NOTÍCIAS

23/07/2015

A carne que o mundo quer, o Brasil tem!

A abertura e reabertura de mercados externos para a carne bovina brasileira abrem um leque de possibilidades para a produção dos pecuaristas brasileiros. Um dos grandes mercados alcançados pelo Brasil são os Estados Unidos: os americanos são grandes exportadores de cortes nobres, mas o alto consumo interno de hambúrguer faz com que a produção local não seja suficiente para atender a demanda da população, sendo necessária a importação de cortes dianteiros.

De acordo com relatório de projeções da Associação Brasileira das Indústrias Exportadoras de Carne (Abiec), estima-se que sejam enviadas mais de 20 mil toneladas de carne aos Estados Unidos até o final do ano. “De início, os americanos devem comprar cortes dianteiros magros. A carne importada deve ser processada junto com a produzida no próprio país para que eles consigam atingir o nível de gordura desejado para a fabricação de hambúrgueres”, explica o diretor -executivo da associação, Fernando Sampaio.

A partir da abertura do mercado americano, outros importantes destinos devem se viabilizar. “Os EUA são referência para todo o mundo por ter rigorosos sistemas de restrições, e a conquista desse mercado garante um 'selo de aprovação' ao produto brasileiro”, destaca José Vicente Ferraz, da Informa Economics FNP.

Um dos países que já está no radar do Brasil é o Japão, que embargou a carne brasileira no fim de 2012, em função de um caso atípico de Encefalopatia Espongiforme Bovina (EEB) em um animal morto em 2010 em Sertanópolis, PR. Uma missão deve será enviada para o Brasil em agosto para estudar a suspensão do embargo. “É um processo longo, que ainda deve demorar bastante, mas que trará ótimos frutos. Junto com o Japão deve vir a Coreia do Sul, que é outro importante mercado. A parceria será muito lucrativa pois ambos têm demanda por carnes com muita cobertura de gordura e são conhecidos por serem ótimos pagadores”, avalia Alex Lopes da Silva, consultor da Scot Consultoria.

Os japoneses foram grandes compradores de carne industrializada brasileira e após o rompimento da restrição espera-se que os asiáticos passem a importar carne in natura. “O mercado asiático valoriza muito a cobertura de gordura sobre a carne, o que não representa nenhuma dificuldade para os produtores brasileiros. Na última década o Brasil diversificou o seu sistema de produção e, hoje, conseguimos produzir para todos os tipos de mercado. Basta a demanda surgir que a produção se adaptará rapidamente”, acrescenta Alex.

Novos mercados à vista - Além de Japão e Coreia do Sul outros mercados em potencial são Canadá e México. “Sem dúvida a proximidade com os Estados Unidos abriria as portas para toda a América do Norte. São mercados amplos na compra de cortes e que devem garantir maior estabilidade às exportações”, pontua Ferraz.

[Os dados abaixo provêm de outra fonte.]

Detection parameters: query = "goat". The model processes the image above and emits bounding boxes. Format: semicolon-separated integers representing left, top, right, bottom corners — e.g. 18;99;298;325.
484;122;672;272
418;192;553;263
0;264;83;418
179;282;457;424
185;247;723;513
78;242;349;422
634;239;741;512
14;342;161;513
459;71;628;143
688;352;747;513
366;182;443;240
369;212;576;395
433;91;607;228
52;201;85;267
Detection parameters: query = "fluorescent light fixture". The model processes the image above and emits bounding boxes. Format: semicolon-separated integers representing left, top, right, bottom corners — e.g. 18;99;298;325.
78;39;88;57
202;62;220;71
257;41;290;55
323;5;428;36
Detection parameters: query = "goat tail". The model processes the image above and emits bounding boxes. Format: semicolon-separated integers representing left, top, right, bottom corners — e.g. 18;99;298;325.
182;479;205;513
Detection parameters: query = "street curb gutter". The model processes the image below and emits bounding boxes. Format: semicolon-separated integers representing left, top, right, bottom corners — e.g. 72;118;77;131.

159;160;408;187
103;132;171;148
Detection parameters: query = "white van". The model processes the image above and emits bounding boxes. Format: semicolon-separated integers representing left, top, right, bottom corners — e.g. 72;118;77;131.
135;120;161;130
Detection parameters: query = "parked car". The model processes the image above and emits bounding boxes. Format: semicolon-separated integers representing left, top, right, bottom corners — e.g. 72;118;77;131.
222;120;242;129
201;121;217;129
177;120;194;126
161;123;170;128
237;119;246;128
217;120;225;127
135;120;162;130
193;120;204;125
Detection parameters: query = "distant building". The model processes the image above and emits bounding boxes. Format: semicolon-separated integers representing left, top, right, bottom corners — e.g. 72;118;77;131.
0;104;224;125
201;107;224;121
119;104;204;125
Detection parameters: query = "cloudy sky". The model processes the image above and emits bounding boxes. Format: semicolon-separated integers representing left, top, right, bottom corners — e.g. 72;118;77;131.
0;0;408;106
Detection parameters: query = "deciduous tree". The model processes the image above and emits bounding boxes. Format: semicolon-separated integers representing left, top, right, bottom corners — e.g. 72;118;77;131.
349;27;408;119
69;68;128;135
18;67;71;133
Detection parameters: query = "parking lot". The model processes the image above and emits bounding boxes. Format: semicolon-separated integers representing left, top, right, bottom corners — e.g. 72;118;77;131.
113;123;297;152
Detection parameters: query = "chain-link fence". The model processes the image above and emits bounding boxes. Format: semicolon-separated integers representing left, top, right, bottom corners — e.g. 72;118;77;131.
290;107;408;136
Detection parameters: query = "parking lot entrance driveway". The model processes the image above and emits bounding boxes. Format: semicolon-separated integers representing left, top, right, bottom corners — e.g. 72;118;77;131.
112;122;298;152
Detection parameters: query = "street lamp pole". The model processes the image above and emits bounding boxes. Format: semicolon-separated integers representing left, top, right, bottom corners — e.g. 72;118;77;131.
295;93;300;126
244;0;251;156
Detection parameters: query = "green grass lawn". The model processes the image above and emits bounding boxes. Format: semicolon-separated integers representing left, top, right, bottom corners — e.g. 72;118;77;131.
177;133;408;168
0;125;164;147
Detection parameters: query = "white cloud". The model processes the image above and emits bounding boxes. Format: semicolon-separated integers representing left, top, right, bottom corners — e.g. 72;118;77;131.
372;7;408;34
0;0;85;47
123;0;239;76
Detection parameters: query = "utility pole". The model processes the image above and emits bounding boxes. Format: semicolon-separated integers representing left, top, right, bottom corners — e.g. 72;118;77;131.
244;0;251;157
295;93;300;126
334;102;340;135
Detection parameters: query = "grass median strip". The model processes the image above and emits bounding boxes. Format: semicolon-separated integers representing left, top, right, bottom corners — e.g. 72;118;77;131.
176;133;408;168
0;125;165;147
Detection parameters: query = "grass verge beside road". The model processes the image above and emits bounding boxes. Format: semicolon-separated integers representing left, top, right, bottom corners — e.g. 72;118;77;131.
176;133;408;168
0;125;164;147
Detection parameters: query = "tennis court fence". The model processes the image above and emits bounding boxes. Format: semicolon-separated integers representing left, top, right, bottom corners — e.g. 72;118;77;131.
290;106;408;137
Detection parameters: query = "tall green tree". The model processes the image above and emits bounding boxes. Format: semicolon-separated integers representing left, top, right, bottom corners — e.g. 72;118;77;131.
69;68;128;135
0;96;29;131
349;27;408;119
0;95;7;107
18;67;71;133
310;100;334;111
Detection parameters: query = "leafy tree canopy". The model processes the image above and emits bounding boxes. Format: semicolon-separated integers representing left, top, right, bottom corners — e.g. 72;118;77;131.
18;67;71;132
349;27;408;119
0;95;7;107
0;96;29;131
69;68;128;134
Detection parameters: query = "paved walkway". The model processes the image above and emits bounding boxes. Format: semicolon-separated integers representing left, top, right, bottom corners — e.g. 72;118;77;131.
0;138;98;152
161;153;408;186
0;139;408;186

A possível abertura desses mercados traz a necessidade de ampliação do sistema de produção brasileiro. Mas, de acordo com Alex Lopes, isso não deve acontecer a curto prazo, já que dois dos principais parceiros comerciais do Brasil, Rússia e Venezuela, reduziram suas importações em cerca de 50% cada um no primeiro semestre desse ano. “Temos total condição de atender as atuais demandas dos mercados externos sem maiores esforços. A princípio, os novos parceiros devem ocupar a lacuna deixada por antigos compradores”.

José Vicente Ferraz relembra que para atender essas demandas será necessário ficar atento à produtividade. “Com abertura ou não é preciso aumentar a produtividade da pecuária brasileira. Ou seja, é necessário produzir mais com menos. A partir disso toda a cadeia conseguirá sua margem de lucro e o produto chegará a um preço razoável ao consumidor final”.

Outros mercados - Outro importante parceiro comercial, a China abriu recentemente as portas para a carne brasileira e importou três mil toneladas no início de junho. O país asiático absorve quase todos os cortes, principalmente miúdos.

Assim como o Japão, a Arábia Saudita impôs embargo à carne brasileira desde o fim de 2012. Representantes do país estiveram no Brasil em junho e a suspensão da restrição pode estar próxima. Os árabes são importadores de cortes dianteiros, com certa participação de traseiros, como filé mignon e contra filé, para atender restaurantes e hotéis. Os animais enviados para os arábes passam por um abate diferenciado, conhecido como halal, em que são oferecidos a Alá antes de serem mortos por degola. O procedimento é realizado por um supervisor islâmico e o animal deve estar posicionado na direção da cidade de Meca, na Arábia Saudita.